Tertio, les deux amis ont des personnalités diamétralement opposées, ce qui provoque forcément des tensions. Bouddha est un adepte de l’ascète qui gère les finances du duo ; malgré des allures assez austère, il a quelques passions envahissantes, comme la cuisine, les manga, et les animaux enragés. Jésus est plus impulsif, plus dépensier, et se passionne pour les nouvelles technologies et l’écriture de son blog.
Après un petit temps d’adaptation, il s’agit effectivement d’un bon manga comique. Rarement hilarant, une partie des jeux de mots passent probablement à la trappe avec la traduction, mais là où ce manga se démarque, c’est dans ses très nombreuses bonnes idées, issues notamment des religions chrétienne et bouddhiste.

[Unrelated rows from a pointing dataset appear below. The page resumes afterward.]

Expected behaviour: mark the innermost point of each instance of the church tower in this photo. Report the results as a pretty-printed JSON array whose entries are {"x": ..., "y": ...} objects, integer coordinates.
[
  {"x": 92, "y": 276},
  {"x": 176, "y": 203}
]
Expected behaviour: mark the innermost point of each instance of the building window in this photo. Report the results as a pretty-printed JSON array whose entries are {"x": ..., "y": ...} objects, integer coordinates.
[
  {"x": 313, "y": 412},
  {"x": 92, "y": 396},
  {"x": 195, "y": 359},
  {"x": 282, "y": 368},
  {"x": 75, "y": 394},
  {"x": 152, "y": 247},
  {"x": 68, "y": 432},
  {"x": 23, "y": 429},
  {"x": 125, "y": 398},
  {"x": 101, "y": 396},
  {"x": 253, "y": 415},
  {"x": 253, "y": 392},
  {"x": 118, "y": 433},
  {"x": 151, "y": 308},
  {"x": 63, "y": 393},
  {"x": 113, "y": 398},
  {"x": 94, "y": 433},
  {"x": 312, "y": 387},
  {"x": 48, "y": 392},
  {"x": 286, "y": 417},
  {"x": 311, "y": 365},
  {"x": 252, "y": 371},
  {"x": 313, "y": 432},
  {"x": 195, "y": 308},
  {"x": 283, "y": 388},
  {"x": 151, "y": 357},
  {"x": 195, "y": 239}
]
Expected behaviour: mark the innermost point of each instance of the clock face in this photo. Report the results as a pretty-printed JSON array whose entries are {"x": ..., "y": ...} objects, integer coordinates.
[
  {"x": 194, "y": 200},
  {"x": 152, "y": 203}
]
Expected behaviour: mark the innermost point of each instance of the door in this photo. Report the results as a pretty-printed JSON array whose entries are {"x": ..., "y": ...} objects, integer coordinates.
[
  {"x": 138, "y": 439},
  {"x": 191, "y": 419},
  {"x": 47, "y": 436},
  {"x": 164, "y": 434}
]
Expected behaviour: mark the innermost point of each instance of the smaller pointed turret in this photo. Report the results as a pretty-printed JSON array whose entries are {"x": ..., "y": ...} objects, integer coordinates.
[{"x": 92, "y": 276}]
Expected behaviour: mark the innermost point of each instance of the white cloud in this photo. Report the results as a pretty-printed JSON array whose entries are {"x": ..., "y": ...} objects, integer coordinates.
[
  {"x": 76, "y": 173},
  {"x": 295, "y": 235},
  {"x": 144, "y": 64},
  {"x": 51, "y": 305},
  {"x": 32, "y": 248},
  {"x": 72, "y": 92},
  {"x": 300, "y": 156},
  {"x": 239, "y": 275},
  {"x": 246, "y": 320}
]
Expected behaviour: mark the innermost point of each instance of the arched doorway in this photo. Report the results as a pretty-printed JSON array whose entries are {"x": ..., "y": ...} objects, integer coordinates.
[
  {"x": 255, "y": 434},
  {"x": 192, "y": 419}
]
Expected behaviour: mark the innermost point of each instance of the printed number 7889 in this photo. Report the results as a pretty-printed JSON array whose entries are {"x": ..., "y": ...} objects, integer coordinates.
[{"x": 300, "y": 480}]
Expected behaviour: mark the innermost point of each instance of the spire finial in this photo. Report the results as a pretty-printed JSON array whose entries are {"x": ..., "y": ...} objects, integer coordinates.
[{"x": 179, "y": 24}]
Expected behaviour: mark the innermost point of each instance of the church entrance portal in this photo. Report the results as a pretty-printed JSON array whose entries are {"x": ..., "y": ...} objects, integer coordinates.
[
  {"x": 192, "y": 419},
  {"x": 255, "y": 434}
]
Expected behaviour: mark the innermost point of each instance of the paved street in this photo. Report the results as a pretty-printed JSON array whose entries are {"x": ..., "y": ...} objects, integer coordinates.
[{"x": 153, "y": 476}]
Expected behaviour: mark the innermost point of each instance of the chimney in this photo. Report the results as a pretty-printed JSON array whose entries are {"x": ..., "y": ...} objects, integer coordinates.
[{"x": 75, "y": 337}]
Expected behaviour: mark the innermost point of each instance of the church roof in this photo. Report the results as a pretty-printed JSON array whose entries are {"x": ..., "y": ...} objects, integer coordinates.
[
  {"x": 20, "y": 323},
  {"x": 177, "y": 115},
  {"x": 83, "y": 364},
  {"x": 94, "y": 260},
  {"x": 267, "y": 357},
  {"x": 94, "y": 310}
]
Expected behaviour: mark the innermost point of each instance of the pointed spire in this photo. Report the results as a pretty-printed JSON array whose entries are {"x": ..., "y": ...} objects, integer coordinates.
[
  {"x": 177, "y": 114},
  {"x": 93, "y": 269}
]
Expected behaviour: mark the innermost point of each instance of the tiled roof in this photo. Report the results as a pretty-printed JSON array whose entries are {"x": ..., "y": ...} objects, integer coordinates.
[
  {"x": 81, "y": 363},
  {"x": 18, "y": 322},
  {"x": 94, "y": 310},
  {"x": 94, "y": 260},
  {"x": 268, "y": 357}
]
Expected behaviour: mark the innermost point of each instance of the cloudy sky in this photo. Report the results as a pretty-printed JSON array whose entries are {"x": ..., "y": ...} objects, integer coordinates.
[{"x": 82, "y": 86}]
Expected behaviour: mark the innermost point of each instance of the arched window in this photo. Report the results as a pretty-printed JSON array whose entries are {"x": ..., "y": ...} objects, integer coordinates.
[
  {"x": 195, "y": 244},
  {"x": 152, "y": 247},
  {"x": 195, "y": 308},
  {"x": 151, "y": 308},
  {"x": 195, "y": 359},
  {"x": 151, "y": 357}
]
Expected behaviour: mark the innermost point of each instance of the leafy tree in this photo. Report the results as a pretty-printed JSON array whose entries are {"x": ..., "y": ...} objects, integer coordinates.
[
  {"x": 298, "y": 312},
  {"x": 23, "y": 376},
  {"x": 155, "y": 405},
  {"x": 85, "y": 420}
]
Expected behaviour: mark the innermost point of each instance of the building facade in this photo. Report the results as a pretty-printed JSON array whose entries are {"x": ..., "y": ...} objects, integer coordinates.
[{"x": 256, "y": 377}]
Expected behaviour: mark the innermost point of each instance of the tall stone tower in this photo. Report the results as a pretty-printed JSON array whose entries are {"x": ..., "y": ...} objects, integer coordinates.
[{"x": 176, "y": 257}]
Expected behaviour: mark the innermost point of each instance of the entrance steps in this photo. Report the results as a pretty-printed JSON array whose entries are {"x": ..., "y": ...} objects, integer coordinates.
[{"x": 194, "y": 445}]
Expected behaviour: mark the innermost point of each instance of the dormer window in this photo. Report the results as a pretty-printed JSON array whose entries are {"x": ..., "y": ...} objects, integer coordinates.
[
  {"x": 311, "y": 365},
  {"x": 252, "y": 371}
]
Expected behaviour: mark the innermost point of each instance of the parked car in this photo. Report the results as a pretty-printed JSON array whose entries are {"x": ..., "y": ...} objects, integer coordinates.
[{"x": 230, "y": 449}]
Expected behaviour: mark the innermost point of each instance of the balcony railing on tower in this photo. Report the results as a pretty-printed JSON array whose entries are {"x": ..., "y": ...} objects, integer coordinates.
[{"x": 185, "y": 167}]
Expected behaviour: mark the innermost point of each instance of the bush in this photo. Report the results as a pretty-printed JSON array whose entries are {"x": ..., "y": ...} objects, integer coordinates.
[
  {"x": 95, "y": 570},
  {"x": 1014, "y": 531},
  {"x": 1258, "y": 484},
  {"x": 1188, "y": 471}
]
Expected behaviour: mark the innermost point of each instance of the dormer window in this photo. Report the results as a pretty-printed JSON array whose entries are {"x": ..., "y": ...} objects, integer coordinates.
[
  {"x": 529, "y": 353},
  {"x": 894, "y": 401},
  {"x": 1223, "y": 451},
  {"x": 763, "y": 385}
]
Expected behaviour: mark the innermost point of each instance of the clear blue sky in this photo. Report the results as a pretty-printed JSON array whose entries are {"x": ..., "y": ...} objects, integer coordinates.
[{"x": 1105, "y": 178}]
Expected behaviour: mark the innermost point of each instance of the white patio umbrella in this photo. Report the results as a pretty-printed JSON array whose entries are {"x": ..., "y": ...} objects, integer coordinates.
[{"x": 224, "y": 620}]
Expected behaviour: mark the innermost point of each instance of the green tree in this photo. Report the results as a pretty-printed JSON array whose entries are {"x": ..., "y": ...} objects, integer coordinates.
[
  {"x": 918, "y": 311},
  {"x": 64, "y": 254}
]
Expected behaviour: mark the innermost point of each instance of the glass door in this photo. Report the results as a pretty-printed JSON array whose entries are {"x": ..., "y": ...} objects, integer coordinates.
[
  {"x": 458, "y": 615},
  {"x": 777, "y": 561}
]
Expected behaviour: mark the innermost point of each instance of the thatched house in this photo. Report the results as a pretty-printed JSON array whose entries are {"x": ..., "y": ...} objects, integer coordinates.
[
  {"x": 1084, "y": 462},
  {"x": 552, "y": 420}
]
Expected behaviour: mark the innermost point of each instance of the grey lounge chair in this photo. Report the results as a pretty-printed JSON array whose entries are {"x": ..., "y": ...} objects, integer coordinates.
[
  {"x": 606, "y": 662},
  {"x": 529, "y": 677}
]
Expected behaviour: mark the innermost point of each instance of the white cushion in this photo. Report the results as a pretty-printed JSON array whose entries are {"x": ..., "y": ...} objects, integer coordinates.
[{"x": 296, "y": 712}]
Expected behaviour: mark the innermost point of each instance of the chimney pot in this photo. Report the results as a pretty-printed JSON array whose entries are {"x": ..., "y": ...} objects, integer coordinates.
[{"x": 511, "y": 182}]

L’auteur connait bien son sujet, ce qui lui permet de mettre en scène des situations assez cocasses, même si elles nécessitent aussi quelques connaissances de la part du lecteur ; c’est d’ailleurs un reproche que nous pouvons faire à Kurokawa : si les bases du Christianisme sont plutôt bien partagées en France – enfin, tout est relatif – il n’en va pas de même pour le Bouddhisme, pourtant l’éditeur se fend très rarement d’explications, alors que celles-ci pourraient être pertinentes (notamment sur les disciples de Bouddha).
Reste que ce sont son humour et ses bonnes idées qui font des Vacances de Jésus et Bouddha un titre attachant, même si l’humour en question peut s’avérer spécial. Un petit coup d’œil au premier volume devrait vous permettre de déterminer si vous y êtes sensible ou non.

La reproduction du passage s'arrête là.